Video: Introduction into Acceleware's Oil and Gas Solutions

Acceleware's CTO Ryan Schneider introducing our Oil and Gas solutions and it's impact on seismic imaging and reservoir simulations.

 

Comments

Hello AXE,

Now that the Nvidia Fermi is out on the market, can you please give us your overview of what you expect in performance gain from this GPGPU dedicated processor?

Thanks

# Posted By david | 4/4/10 6:06 AM

At least on the surface, there are 4 benefits that our customers and prospective customers will see once they are able to buy Fermi-class GPUs, ie: Tesla 2xxx (preferred) or Quadro xxxx:

1) Increased memory bandwidth (we estimate 1.5X) for applications where memory bandwidth is the limiting factor

2) Increased computational capacity (we estimate 2X, given 240 vs. 512 cores), for applications where raw GFLOPs is the limiting factor,

3) Double-precision – the ability to target and accelerate double-precision applications; former hardware generations supported double-precision but not significantly enough to be commercially compelling.

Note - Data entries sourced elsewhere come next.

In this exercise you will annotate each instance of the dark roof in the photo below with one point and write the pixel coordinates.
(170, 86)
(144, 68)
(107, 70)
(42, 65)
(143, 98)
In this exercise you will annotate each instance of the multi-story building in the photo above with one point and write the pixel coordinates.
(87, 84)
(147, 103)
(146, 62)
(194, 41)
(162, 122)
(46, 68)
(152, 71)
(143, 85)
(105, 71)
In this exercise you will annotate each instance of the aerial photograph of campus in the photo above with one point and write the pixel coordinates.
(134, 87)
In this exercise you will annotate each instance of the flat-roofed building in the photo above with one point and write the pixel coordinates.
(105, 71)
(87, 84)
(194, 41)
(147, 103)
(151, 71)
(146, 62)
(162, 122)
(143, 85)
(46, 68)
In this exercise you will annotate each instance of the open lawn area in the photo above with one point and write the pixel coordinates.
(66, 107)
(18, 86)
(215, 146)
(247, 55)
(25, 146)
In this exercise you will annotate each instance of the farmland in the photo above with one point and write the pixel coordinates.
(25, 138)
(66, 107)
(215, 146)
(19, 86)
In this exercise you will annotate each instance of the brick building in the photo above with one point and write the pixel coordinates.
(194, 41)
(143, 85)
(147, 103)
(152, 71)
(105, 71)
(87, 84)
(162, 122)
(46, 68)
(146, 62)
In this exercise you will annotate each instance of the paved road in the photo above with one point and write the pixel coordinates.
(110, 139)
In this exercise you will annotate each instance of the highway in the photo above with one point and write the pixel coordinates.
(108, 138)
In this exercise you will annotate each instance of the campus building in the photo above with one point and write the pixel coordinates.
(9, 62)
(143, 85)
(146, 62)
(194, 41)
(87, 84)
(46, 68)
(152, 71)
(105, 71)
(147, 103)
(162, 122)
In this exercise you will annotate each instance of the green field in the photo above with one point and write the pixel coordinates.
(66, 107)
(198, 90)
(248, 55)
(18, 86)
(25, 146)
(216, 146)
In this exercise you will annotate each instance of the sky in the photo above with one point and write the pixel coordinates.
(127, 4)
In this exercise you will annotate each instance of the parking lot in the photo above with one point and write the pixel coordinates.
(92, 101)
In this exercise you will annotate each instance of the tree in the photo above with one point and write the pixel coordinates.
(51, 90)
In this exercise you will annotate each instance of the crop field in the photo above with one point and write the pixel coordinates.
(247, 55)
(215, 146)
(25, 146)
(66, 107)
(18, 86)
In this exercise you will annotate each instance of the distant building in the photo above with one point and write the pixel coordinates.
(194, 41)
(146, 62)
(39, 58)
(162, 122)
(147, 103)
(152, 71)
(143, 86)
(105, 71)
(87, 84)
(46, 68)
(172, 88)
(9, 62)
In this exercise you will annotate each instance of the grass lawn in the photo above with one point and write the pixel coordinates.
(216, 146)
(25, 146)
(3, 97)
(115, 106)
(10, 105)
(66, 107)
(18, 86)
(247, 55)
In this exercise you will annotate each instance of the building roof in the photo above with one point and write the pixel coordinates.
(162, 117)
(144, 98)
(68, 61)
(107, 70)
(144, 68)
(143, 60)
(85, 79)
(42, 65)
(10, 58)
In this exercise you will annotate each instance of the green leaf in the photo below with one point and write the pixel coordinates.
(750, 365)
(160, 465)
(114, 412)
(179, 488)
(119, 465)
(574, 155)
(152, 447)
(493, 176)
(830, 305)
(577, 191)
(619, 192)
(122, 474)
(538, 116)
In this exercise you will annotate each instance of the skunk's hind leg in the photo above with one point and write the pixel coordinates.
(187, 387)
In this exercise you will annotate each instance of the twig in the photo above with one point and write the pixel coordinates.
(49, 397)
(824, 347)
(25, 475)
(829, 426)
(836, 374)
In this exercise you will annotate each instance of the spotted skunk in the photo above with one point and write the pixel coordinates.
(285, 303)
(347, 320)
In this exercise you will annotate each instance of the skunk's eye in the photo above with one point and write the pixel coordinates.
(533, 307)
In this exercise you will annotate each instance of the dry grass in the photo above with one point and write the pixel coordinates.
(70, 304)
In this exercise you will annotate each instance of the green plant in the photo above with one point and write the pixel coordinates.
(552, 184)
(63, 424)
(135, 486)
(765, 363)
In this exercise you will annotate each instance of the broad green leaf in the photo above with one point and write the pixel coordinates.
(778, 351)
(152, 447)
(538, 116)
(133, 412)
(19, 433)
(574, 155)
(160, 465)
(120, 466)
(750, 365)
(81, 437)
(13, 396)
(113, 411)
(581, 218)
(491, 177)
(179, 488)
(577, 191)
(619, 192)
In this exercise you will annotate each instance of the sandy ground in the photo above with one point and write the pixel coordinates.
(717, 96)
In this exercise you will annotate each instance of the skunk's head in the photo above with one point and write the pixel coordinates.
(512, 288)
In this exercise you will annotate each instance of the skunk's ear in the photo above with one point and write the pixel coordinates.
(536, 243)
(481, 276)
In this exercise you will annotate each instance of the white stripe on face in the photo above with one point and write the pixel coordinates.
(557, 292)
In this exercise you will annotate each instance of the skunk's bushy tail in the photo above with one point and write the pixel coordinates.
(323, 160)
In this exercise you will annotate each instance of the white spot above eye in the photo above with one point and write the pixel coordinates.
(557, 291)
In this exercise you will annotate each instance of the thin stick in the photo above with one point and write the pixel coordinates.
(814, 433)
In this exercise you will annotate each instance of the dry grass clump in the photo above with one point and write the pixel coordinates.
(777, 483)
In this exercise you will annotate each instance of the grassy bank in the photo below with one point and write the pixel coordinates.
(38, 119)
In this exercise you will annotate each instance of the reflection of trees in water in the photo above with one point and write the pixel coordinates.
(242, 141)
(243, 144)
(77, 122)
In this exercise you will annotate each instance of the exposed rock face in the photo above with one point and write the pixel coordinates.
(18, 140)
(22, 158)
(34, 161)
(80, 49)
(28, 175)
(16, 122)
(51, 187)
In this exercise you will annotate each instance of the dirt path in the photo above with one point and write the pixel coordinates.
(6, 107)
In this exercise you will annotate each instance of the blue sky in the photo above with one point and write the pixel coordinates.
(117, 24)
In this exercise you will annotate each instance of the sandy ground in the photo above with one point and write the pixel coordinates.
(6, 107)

Fermi should change that equation.

4) ECC Memory - should alleviate any memory glitches and at least reassure IT managers and end users that their results will always be correct, in a production setting. (As one gets closers to installing tens of thousands of GPUs in a single installation, then the statistics of your compute hardware or memory cells being hit by errant cosmic radiation goes up and then ECC helps one to recover from this… but I digress.) Rumor has it that ECC can be turned off, with potential performance benefit for doing so. Further exploration on our part is necessary.

Long story short, the raw hardware specs will probably give us between 1.5-2X speedup for the applications that are material to our customers. There will be an additional lift for double-precision, GT200 (today) vs. Fermi (soon). Finally, there are a whole bunch of other enhancements (the GigaThread Scheduler, better context switching, etc.) that should also lend some benefit to the kernels that we write. These will need to be explored on a case-by-case basis to see what benefit and how much uplift they provide for different kernels/applications.

Although not explicitly part of your question, another way to look at this is from the alternate technologies landscape. Once Fermi is generally available, this will help to widen the gap that Intel’s Nehalem release ate into. (That gap caused us some pain with our GPU-enabled solutions, because it reduced the price-performance benefit of GPUs.) From our perspective, it isn’t that new releases from the GPU vendors continue to widen the performance gap between GPUs and CPUs, rather they maintain the performance differential, whether that be 3X, 5X, 10X or whatever that may be. In a similar vein of commentary, the coming release of Westmere-EP and Nehalem-EX are also good for a lot of the applications that are materially interesting to our customers, for two reasons: 1) All of Acceleware’s library products support multi-CPU and/or multi-GPU, interchangeably. Increases in performance from any of the hardware vendors in that regard are good for our customers. 2) For many applications, both libraries and our professional services work, the host (CPU) performance can actually be the limiting factor (or one of many bottlenecks) so increases on this side can benefit the overall performance of the whole system.